So, does that mean that our country is divided into “the good guys (and gals)” and “the bad guys”? In a word, No!
It’s true that U.S. politics has congealed into two diametrically opposed ideologies. (The philosopher Georg Hegel would be delighted with the current clear-cut symmetry of thesis and antithesis.) It’s also true that if you believe that one of those two political agendas is good for our country and people, then you are likely to conclude that the opposing ideology is bad for America and Americans.
I may be naïve, but I can’t accept as valid the notion that I and those who agree with my politics and economics are good people and therefore our opponents are necessarily bad people.
Although I disagree mightily with most of the political pronouncements, posing, and policies of Chuck Schumer, Nancy Pelosi, Bernie Sanders, et al., I just can’t picture them getting up in the morning with the conscious intention to turn human life on Earth into a living hell. I think a more realistic assessment comes from remembering the wise old adage, “The road to hell is paved with good intentions.”
A recent theater experience I had brought this lesson home with great power and clarity. At the college where I taught until my retirement last May, a pair of students wrote a musical adaptation of Sophocles’ “Antigone.” This new version, entitled “Antigone and the King,” was an all-student production, from the script to the directing to the acting. The result was an amazingly engaging, entertaining, and emotionally powerful production.
What makes the Antigone story so moving a tragedy is the realization that there really are no “bad guys,” yet the community’s best people end up being destroyed. The tragic outcome was not caused by evil people, but came as the unintended consequences of a fundamentally good person’s good intentions gone awry due to errors of judgment.
King Creon of Thebes desperately wanted to preserve peace, order, and prosperity for his people, now that a war of seven years’ duration had finally ended. That’s a laudable, selfless, benevolent desire, but unfortunately, in his heartfelt zeal to achieve a good life for his people, the king made the fatal mistake of believing that his way, and his way only, was the right way.
Committing himself unreservedly to his worthy purpose, he lacked the wisdom to adapt. He steeled his heart from having the humility to turn to a higher source—“the gods”—for guidance. He refused to consider the possibility that the people’s grumblings about his policies might have had merit. He ignored the pleas of his loving wife and son to abandon his unyielding approach and to reconsider his rigid policies.
And so, the play moves inexorably toward its tragic denouement: The king’s good intentions reap the bitter fruit of the suicide of the pure and innocent Antigone (his son’s betrothed) followed by the suicide of the king’s son and wife. The king’s dream of a happy peace gives way to a horrible reality of the loss of all that makes life worth living.
How remarkable that reviving a classic story written more than 24 centuries ago can impart wise lessons that can benefit us today. (Let’s hope that some colleges are still teaching the Classics in their humanities curricula.) The timeless lesson: If we are tempted to hate or condemn people on the opposite side of the ideological/political divide from us, let us resist that temptation.
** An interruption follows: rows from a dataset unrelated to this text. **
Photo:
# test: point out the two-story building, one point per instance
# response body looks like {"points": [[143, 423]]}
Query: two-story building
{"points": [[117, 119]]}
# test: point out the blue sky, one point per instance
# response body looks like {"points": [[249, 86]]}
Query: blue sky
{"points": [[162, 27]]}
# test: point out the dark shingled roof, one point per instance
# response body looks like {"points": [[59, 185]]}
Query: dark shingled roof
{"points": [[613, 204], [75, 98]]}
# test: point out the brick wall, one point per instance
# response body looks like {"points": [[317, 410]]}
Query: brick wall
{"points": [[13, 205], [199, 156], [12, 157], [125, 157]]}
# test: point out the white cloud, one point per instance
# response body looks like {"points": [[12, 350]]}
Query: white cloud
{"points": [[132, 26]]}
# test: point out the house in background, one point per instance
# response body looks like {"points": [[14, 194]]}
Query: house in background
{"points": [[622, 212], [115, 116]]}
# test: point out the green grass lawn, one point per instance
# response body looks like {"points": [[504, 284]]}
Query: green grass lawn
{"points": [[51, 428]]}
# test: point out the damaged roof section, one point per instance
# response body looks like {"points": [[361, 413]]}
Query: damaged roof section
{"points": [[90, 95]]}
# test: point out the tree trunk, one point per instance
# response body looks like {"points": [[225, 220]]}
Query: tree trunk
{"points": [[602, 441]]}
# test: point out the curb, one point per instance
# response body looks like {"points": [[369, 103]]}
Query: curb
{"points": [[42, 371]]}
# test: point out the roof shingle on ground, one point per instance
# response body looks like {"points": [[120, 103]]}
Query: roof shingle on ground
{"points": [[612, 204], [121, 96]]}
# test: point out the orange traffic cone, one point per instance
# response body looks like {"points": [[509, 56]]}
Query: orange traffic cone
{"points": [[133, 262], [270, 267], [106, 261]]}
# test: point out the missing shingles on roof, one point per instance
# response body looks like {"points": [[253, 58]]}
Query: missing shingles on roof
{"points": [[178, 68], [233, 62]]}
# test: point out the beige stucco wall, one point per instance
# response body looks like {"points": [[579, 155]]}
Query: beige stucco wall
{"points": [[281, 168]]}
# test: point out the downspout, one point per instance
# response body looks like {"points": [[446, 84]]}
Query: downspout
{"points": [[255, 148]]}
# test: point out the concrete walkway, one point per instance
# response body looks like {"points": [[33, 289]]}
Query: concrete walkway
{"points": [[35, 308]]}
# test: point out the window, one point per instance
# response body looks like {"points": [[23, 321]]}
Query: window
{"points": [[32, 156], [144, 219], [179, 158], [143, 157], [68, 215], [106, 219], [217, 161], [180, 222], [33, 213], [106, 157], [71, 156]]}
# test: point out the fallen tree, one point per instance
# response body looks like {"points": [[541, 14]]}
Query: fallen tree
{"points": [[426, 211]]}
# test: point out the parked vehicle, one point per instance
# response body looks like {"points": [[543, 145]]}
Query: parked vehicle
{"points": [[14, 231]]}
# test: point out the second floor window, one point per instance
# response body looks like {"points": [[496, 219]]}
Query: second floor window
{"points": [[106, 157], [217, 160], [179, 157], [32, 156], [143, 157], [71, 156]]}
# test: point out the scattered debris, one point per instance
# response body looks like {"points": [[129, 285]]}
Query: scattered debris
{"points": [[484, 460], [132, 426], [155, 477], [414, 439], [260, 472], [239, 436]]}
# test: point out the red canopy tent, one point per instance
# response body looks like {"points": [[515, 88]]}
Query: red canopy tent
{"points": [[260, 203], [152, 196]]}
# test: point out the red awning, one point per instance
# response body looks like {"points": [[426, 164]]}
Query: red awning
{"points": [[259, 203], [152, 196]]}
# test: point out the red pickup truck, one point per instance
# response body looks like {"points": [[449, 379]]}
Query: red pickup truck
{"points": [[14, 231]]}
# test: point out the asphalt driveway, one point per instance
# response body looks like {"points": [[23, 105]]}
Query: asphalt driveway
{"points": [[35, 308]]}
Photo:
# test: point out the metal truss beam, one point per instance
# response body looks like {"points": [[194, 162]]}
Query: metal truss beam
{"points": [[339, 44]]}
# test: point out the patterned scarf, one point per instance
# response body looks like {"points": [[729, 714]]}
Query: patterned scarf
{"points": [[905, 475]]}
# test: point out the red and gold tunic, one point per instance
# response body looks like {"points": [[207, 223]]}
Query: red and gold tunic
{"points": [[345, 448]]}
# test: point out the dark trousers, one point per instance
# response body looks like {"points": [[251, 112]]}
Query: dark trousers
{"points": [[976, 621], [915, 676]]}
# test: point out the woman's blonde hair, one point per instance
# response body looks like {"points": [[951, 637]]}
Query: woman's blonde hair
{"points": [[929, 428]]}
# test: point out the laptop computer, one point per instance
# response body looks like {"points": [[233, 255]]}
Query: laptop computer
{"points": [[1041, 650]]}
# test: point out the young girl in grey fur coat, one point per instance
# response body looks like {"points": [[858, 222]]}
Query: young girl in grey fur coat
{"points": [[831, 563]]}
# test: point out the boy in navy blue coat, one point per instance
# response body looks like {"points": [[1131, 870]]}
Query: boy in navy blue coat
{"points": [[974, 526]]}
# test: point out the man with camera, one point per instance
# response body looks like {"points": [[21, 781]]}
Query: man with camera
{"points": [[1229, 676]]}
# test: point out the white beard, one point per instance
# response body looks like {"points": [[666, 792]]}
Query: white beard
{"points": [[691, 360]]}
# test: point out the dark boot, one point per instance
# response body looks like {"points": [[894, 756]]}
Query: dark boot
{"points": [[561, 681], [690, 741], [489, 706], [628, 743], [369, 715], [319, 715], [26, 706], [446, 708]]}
If they are wrong, their policy prescriptions may be harmful and counterproductive, but that doesn’t make them bad people.
Here’s a thought: It might be helpful if we could see and hear from friends of our political opponents telling us about their admirable qualities, their deeds of kindness, their joys, and their sorrows. Then we might see that they are far more like us than we assume they are by relying only on their public political characters, which are so often vapid or lurid cardboard caricatures and not real human beings.
Let’s give them the benefit of the doubt (as we would hope they would do for us) and see them as modern examples of King Creon—not fundamentally evil, but under the influence of mistaken beliefs that, for our own sake and perhaps even for theirs, we must resist.